County Transfer Station employees Bill Tonoli (in cab) and Chase Deasde (on hose) held the fire down with water from a dust control truck until firefighters could arrive to Hearts Therapeutic Equestrian Center.
Hearts Equestrian Hay Barn Fire
Originally published 4:54 p.m., May 18, 2017
Updated 10:37 a.m., May 19, 2017
A fire among the hay bales stored at Hearts Therapeutic Equestrian Center early Thursday morning wiped out the grains and medicines for the horses, as well as about half the gear in the tack shack. Alexis Weaver, executive director of the horse riding therapy center, stated all the horses were safe and unaffected. “We are grateful to the Santa Barbara County Sheriff’s Department and Fire Department for quickly responding to the blaze and moving our horses out of the way,” she said in a statement.
Several engine companies arrived to the blaze, which had been called in at 6:51 a.m. on May 18, located across the road from the county transfer station. The fire had begun to spread to nearby vegetation, but that was quickly knocked down, County Fire spokesperson Captain David Zaniboni said. An investigator was looking into the cause of the fire, and no injuries were reported.
Weaver stated riding lessons would resume Friday. She added that sales of the tack room equipment provide scholarships for their riders, who are children and adults with special needs. She thanked the many people who had stopped by to offer support. See heartsriding.org for more information about the nonprofit.

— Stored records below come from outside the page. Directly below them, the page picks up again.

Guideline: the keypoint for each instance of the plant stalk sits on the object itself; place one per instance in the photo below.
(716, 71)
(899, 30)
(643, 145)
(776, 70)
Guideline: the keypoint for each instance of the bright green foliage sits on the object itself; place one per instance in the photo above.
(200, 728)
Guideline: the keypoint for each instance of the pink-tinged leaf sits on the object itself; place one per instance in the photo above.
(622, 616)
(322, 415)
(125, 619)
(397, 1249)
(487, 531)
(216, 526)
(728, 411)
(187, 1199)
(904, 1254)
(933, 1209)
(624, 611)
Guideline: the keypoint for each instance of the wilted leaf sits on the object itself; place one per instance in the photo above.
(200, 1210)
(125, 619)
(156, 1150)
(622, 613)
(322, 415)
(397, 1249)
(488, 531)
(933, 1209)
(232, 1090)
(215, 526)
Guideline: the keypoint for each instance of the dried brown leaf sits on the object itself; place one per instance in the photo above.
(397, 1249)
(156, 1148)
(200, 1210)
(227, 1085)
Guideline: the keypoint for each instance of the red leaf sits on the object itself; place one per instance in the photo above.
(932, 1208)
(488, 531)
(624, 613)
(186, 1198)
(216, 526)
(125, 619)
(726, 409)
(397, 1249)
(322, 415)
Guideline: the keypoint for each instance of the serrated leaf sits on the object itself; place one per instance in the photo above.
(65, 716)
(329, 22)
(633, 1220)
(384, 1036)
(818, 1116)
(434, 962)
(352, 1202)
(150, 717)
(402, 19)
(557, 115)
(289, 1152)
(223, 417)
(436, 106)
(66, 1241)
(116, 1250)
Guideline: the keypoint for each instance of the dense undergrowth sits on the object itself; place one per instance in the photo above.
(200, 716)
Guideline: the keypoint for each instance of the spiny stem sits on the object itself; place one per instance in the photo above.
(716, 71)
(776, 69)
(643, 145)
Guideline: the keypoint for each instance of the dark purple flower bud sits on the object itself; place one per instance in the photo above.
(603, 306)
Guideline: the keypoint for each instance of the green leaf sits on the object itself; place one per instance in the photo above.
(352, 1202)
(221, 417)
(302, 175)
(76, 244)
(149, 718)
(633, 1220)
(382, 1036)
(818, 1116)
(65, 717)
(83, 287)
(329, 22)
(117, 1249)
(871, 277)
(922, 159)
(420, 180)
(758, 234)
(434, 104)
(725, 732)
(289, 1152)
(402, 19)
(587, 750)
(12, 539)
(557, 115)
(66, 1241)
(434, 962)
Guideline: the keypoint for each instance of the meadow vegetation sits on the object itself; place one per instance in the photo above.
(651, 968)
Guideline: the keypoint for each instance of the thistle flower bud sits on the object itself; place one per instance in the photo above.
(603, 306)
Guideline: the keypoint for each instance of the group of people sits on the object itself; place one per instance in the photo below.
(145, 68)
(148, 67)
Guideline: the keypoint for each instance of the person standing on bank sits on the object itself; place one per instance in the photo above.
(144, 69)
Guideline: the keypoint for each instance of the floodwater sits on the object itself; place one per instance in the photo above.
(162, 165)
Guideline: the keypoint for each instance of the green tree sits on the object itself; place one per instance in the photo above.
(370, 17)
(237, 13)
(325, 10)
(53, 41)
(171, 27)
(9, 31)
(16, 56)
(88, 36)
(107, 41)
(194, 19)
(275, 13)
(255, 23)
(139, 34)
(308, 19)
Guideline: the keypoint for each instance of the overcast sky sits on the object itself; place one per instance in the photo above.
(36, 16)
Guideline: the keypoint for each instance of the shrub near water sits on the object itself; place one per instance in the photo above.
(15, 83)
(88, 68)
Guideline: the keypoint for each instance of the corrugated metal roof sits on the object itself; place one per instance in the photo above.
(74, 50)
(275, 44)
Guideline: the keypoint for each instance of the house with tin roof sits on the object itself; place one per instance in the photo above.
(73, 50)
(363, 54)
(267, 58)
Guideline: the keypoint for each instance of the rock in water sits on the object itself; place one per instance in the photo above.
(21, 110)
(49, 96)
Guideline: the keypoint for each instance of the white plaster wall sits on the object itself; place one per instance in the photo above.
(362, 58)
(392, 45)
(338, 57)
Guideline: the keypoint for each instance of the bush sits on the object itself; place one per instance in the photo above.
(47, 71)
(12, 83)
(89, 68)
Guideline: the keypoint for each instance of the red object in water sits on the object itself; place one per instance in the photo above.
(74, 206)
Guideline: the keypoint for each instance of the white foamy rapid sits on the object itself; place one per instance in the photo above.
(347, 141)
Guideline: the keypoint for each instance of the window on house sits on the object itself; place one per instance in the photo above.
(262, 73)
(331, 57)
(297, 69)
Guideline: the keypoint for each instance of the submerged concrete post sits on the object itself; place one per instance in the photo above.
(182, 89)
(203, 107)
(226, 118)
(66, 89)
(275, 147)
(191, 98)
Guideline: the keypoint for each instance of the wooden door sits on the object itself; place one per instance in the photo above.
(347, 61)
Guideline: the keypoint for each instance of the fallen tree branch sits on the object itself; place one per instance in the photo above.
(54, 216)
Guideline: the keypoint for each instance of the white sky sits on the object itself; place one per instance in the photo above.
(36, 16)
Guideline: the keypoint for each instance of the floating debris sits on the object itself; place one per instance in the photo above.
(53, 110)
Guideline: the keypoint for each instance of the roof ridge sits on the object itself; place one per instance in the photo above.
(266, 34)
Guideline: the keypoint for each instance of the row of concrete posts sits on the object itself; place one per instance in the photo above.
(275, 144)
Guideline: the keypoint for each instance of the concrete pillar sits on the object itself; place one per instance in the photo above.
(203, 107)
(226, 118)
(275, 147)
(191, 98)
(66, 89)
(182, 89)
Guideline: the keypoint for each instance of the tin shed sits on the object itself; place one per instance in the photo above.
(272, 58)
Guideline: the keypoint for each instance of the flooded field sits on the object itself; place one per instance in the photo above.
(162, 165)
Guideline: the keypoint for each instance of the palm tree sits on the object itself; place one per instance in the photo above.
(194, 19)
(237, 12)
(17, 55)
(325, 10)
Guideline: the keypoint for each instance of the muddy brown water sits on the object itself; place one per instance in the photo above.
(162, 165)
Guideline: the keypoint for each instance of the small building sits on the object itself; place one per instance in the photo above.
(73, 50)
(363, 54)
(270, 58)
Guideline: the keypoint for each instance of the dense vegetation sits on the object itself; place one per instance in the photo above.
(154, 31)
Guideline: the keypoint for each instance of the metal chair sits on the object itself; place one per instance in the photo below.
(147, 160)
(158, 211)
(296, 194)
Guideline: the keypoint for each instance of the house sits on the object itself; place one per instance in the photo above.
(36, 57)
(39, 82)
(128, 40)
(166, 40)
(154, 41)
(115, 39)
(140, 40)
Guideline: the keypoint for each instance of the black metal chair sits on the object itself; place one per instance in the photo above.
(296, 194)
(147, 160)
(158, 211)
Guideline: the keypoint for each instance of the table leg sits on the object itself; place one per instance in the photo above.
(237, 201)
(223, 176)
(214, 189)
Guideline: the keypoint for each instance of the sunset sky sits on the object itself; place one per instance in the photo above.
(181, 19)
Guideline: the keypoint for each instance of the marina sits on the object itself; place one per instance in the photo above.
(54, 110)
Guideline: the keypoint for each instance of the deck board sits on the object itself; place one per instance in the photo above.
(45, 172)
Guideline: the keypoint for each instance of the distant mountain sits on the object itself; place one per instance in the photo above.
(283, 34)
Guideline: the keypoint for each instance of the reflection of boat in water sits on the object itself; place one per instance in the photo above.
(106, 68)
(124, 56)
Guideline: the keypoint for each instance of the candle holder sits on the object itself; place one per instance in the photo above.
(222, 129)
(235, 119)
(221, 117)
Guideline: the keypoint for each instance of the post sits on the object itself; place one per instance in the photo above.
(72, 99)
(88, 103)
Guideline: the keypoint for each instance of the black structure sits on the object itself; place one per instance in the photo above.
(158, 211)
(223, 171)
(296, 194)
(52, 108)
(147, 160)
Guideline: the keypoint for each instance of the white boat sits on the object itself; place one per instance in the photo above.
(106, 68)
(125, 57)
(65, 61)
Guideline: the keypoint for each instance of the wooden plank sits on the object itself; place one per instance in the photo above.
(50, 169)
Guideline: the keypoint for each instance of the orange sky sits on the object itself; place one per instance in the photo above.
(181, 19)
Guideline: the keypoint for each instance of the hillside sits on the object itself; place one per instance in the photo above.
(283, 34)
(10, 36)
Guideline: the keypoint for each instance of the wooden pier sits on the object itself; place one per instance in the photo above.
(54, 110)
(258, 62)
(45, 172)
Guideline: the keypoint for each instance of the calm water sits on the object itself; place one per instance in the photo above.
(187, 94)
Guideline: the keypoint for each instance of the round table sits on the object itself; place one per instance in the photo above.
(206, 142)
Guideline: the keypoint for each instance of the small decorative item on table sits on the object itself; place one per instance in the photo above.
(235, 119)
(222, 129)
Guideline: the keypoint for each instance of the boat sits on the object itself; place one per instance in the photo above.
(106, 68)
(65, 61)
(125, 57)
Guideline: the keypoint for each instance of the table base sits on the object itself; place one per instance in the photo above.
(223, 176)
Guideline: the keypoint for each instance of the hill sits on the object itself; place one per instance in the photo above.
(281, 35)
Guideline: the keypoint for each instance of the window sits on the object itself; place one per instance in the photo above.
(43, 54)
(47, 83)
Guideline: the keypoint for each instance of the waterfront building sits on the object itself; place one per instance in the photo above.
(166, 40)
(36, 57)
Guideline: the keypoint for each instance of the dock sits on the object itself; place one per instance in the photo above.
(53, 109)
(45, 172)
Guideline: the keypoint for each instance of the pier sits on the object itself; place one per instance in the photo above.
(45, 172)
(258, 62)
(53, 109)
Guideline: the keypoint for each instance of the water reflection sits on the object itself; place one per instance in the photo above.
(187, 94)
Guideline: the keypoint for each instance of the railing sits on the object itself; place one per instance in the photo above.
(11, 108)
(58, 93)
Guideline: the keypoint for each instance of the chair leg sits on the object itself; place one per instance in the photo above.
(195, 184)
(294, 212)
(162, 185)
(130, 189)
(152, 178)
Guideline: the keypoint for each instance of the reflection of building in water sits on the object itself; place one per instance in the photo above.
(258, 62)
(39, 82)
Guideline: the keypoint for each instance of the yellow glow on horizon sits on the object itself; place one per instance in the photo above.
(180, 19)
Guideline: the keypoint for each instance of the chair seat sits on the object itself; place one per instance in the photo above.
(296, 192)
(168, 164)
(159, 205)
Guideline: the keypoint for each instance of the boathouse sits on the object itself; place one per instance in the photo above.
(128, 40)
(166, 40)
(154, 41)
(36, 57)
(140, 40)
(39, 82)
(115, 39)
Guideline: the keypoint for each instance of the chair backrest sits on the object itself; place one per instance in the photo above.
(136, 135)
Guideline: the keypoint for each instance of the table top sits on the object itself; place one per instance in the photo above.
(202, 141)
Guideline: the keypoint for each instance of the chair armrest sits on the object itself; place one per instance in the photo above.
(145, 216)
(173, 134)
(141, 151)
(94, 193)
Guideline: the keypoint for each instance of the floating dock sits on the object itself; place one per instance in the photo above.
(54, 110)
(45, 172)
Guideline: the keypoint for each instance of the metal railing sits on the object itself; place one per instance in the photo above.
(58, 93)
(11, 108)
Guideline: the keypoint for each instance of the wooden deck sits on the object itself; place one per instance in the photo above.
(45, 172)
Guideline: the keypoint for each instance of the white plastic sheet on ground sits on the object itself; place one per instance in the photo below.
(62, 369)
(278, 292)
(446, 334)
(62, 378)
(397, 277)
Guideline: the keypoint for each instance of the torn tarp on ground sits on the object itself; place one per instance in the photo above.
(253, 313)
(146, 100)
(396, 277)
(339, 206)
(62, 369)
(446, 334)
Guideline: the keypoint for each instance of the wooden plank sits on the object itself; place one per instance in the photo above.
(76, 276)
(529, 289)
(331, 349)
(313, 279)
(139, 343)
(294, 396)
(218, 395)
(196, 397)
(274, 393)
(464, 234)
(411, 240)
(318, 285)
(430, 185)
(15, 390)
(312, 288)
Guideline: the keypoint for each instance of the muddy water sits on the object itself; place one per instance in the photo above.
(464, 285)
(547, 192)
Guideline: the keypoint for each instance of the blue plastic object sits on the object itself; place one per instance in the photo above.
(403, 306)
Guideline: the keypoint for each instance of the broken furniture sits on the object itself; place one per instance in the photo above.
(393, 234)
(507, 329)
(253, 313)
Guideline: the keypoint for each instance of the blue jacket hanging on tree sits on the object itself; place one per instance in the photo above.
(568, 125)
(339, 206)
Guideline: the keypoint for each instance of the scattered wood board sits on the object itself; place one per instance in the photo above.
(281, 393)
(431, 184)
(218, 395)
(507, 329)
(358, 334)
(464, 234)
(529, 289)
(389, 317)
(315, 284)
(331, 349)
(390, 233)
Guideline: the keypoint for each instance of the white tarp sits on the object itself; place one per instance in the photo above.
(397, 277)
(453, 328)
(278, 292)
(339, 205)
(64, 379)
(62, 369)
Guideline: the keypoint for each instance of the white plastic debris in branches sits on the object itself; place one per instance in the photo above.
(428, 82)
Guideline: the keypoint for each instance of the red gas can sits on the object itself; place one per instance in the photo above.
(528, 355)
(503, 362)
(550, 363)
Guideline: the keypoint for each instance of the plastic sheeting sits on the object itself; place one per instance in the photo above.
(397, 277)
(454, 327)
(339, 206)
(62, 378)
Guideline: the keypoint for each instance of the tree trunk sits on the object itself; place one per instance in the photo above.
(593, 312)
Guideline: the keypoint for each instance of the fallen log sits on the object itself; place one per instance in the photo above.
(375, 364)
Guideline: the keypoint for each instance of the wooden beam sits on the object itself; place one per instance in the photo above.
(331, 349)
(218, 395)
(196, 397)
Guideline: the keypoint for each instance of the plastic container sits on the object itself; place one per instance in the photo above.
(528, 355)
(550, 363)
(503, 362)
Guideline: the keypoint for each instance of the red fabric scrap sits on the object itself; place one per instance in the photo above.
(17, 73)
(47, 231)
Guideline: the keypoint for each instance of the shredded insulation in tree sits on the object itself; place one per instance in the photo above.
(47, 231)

After County Public Works Deputy Director Mark Schleich noticed the men in the upper photograph were wearing safety vests, not firefighter clothing, Public Works notified The Independent that transfer station employees were the first to respond to the fire. Bill Tonoli, a refuse leader at the station, said they first learned there was a fire when an employee’s wife, dropping her husband at work, asked if there was a controlled burn going on. Tonoli ran down the office stairs, and he and refuse checker Chase Deasde drove a water truck, used to control dust at the dump, across the road to Hearts. Deasde poured water on the flames until firefighters arrived.
Tonoli said the real heroes that day were Keith Stoodley, a supervisor at the transfer station, and about four men from Flood Control up the road. They went into the stable and led the horses to safety. “The fire was hot!” said Tonoli, and coming within 10 feet of the animals.